不仅新闻,所有的电视节目,都有其叙述策略。电视选择性地将事件和消息播放出来,事件是通过电视的框架现身的——这也意味着,人们只能通过机器的视角去观看,电视机似乎成为人们佩戴的一个特殊的观看眼镜。就此,电视一方面将人们的目光无限地延伸了,让你的目光无所不在,另一方面又对这种目光进行了操纵。电视是透视的工具。它的叙事策略完全服从于它的畅销目标。它的修辞法则服从它的政治经济法则。电视并不是风格化的个体作者去强调自己的特殊美学,相反,它是一个隐匿的结构性的写作机器,它由各种各样的配件组合而成。这个电视机器本身就是资本主义生产机器之一种,它一运转,就是为了自身的扩大再生产,就是为了获取各种各样的资本目标,就是为了在这个领域同其他的电视机器竞技从而占据一个显赫地位。它的播放和节目都以此为己任。因此,电视的任何播放不可能不受制于这一目标——即便它确实要客观报道,也是以此为手段来获取更大的资本。没有客观的报道,只有对资本的客观而无情的追逐。电视,与其说是一个新闻机器,不如说是个赚钱机器。它的不二法门就是收视率,就是广告,人们在电视上总是看到广告。广告似乎是两个节目的过渡,是节目之间的喘息。但是,人们不知道,电视台的梦想,实际上是要让所有的节目成为两个广告之间的过渡,所有的节目变成广告之间的喘息。广告不是粗暴地拦截了一个节目,不是对一个节目的打断,而是自身被各种各样的节目所令人厌烦地打断。

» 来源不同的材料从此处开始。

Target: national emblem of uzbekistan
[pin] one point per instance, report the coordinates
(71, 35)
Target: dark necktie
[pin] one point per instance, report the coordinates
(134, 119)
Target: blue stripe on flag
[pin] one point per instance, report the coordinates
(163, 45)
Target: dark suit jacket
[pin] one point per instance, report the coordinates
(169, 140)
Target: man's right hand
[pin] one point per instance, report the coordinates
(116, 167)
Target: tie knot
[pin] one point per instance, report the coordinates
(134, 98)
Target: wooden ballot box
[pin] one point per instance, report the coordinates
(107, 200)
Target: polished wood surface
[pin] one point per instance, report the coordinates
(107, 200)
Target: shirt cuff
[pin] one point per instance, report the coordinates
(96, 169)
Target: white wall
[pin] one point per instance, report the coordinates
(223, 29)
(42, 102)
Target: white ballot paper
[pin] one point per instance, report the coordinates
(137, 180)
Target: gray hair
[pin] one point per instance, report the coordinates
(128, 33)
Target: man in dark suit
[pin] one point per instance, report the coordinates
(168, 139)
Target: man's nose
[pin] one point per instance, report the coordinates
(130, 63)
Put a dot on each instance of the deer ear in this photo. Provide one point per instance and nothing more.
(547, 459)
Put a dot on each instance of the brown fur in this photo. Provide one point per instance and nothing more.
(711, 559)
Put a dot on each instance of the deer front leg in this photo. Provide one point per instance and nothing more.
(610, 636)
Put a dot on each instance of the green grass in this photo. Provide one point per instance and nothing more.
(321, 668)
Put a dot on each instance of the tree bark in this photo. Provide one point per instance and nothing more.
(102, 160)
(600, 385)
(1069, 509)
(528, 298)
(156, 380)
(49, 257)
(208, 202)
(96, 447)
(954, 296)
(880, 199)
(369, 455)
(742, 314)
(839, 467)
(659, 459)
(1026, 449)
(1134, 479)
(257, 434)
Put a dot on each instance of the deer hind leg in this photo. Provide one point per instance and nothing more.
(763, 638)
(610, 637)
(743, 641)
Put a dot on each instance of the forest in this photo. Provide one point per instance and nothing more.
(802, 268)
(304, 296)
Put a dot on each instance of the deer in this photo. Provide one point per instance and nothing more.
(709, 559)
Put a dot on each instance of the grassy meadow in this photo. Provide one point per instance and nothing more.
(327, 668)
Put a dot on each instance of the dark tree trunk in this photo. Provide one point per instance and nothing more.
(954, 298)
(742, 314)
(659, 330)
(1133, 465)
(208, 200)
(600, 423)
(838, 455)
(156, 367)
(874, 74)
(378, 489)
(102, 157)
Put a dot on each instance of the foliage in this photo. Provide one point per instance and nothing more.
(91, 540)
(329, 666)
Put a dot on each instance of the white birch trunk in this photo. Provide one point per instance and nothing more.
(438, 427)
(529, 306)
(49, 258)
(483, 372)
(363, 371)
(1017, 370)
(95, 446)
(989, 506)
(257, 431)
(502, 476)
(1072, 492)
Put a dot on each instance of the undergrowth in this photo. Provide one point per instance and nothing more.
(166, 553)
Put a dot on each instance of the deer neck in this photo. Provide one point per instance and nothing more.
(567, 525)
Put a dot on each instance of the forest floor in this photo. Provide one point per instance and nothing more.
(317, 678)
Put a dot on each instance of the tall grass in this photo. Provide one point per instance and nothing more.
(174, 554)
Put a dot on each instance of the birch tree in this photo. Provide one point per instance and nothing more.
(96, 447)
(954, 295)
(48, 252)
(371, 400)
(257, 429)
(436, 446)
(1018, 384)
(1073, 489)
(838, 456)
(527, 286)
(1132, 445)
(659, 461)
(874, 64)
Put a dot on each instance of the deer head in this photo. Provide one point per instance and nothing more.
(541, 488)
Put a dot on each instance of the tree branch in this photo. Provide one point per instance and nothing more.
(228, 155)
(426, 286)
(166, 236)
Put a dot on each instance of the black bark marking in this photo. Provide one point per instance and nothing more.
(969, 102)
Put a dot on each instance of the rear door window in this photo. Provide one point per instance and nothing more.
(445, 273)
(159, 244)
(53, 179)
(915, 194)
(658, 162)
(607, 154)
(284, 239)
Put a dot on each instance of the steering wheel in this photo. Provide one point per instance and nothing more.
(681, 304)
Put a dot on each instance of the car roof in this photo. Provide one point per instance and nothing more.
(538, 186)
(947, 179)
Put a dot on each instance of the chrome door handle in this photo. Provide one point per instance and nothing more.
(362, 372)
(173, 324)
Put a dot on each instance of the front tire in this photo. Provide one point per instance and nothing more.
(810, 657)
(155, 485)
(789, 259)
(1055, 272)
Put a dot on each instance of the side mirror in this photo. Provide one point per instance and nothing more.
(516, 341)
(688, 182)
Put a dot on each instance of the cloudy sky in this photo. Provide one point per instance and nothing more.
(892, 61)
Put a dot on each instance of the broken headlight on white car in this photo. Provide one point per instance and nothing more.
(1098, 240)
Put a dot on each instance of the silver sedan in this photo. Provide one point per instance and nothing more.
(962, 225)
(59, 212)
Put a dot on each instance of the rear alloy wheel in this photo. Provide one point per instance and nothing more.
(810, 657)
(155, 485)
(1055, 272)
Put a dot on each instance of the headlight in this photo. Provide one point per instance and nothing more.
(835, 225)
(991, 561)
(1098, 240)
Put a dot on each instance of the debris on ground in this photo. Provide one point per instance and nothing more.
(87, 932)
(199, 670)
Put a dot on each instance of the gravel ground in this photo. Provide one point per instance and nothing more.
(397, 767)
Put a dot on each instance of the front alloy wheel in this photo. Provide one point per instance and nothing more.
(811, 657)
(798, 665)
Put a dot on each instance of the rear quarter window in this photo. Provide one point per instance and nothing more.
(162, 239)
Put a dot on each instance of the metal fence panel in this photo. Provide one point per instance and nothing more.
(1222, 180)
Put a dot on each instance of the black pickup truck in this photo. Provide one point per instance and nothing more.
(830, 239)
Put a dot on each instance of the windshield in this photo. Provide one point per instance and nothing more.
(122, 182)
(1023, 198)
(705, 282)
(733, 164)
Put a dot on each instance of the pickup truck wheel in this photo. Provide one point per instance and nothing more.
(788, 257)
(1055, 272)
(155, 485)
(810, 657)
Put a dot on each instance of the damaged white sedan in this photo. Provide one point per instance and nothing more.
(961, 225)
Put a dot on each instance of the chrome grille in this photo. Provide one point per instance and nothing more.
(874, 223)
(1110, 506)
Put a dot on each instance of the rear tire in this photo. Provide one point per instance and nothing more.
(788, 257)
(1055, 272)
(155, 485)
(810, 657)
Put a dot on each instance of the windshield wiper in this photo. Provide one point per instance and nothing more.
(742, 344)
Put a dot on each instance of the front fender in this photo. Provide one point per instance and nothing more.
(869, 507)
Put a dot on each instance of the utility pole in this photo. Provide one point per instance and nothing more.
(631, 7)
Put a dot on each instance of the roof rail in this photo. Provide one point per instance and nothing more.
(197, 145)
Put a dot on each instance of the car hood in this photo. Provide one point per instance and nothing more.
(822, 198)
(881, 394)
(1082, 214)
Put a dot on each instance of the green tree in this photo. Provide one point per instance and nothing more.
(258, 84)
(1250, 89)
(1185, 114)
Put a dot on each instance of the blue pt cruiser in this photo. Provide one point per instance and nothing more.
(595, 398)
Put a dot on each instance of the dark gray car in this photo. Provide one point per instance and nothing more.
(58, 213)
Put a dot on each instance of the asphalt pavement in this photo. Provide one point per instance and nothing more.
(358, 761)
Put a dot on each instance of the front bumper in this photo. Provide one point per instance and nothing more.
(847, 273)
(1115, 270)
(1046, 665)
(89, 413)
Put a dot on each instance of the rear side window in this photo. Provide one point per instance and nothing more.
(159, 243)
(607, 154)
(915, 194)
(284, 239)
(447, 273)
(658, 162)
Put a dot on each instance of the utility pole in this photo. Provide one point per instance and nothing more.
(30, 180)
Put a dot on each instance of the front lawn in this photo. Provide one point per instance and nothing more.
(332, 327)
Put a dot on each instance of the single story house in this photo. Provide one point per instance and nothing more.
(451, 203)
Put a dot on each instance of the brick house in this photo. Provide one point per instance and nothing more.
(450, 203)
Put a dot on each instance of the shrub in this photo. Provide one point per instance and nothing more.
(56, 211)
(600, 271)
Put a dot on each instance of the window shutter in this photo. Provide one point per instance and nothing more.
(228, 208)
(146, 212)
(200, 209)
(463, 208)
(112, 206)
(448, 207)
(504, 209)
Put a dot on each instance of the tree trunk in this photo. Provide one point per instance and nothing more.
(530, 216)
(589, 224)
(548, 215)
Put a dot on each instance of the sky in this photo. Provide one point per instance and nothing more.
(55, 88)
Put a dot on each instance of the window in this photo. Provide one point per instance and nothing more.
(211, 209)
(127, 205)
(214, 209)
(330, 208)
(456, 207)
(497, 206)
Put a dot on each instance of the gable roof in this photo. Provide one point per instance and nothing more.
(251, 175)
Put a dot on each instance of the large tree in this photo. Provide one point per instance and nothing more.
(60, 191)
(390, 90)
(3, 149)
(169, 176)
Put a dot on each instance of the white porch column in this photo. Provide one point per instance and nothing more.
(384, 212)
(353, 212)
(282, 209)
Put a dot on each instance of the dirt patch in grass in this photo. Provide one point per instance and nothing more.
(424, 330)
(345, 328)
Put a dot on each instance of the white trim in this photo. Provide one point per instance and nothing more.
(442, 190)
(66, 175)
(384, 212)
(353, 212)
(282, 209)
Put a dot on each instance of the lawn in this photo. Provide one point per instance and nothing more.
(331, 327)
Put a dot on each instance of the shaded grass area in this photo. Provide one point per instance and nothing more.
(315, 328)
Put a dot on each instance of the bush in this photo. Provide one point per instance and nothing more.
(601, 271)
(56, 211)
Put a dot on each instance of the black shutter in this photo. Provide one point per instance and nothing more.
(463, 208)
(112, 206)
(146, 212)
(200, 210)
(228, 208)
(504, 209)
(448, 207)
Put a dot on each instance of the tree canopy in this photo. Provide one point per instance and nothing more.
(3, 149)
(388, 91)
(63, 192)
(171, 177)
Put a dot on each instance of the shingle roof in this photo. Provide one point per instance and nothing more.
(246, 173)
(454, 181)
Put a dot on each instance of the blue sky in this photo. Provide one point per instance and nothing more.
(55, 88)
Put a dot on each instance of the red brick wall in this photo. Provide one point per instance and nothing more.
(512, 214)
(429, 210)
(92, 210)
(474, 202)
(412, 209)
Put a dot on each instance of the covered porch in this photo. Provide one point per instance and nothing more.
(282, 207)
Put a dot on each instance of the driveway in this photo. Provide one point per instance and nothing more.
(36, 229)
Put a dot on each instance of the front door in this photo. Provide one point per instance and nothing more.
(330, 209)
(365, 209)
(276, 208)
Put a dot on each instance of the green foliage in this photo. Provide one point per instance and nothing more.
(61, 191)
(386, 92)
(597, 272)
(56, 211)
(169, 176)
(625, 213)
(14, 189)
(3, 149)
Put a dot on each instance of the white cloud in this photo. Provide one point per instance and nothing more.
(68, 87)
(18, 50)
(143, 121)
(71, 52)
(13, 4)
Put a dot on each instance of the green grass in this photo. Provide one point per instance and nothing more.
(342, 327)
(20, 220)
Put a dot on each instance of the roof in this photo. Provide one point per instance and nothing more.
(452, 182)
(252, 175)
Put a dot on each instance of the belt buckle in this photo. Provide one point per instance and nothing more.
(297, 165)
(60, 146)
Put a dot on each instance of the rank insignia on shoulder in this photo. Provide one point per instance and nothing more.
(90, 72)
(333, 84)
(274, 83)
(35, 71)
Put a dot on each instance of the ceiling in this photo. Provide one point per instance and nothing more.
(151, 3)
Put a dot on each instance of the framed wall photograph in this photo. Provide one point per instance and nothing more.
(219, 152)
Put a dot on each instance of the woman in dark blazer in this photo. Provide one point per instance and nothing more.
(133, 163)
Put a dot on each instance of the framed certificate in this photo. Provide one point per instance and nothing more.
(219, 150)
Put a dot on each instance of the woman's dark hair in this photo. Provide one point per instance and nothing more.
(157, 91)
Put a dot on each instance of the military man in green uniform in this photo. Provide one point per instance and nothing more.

如果说,新闻——这一电视的重要原则——不可避免地被娱乐化的话,其他的节目就基本上是公开的娱乐了。这意味着,人们借用电视度过了这段时间,而不是在这段时间内获取了什么。从这个角度而言,电视成为一个时代的重要休息方式。电视在几十年前的普及,改变了人们的夜晚生活。它不仅将人们的家庭空间一分为二:电视空间和非电视空间;它也将人们的生活时间一分为二:白天离家去工作,晚上回家看电视。一方面是工作时间,一方面是电视时间。电视,注入黑夜以意义。黑夜,有了它的存在之光。电视是对白天生产性劳动的偏离、调剂和缓解。作为一个缓冲剂,它是两个生产性白昼之间的过渡:既是劳动向休闲的过渡,也是现实向梦幻的过渡。电视,一方面让人沉浸在一个与己无关的远方或者虚拟的世界,从而暂时性地遗忘了刚刚过去的白天劳作;另一方面,它以放松的方式让人为明天的劳作积蓄能量。电视的出现,使得那种日复一日的遥遥无期的漫长劳动出现了间歇性的中止。它镶嵌在工作、吃饭、睡觉之间,从而牢牢地占据了人们的空闲时间。电视在这些固定的时间内安排一个固定的节目,使得人们每天重复着收看,这在一定程度上化解了黑夜对劳动的无情咒诅。同时,人们的时间节奏和身体节奏也根据电视的节奏而调节。就此,电视嵌入了资本主义的再生产机器之中——它本身就是一个夜间工厂——相对于白天遍布城市的工厂、机构而言,电视台在夜晚拼命地生产。它是一台生产娱乐的机器。它的严格的节目时间规划,它的有节奏的日复一日的播出,使得它对资本主义劳动力的幻想和体力进行持久而反复的再生产。
五、被动性
电视是一种娱乐机器,但是,所有的观众都是被动地接受这种娱乐。他们只能观看,而不能参与——这是电视无法克服的难题。同网络等新的媒体不一样,电视是一个单向的播出/观看机制。它是娱乐,但是是一种霸权性的娱乐。它一旦出现,就不能改变,它就是罗兰·巴特所说的可读性文本。尽管人们认为可以逆向地去解读电视,同电视的霸权进行对抗——比如,颠覆电视所举荐的价值观念,但是,电视对这样的反应茫然无知。人们可以对抗或者拒绝电视,但不能操纵和改写电视。人们能够消费电视,但是不能同电视互动。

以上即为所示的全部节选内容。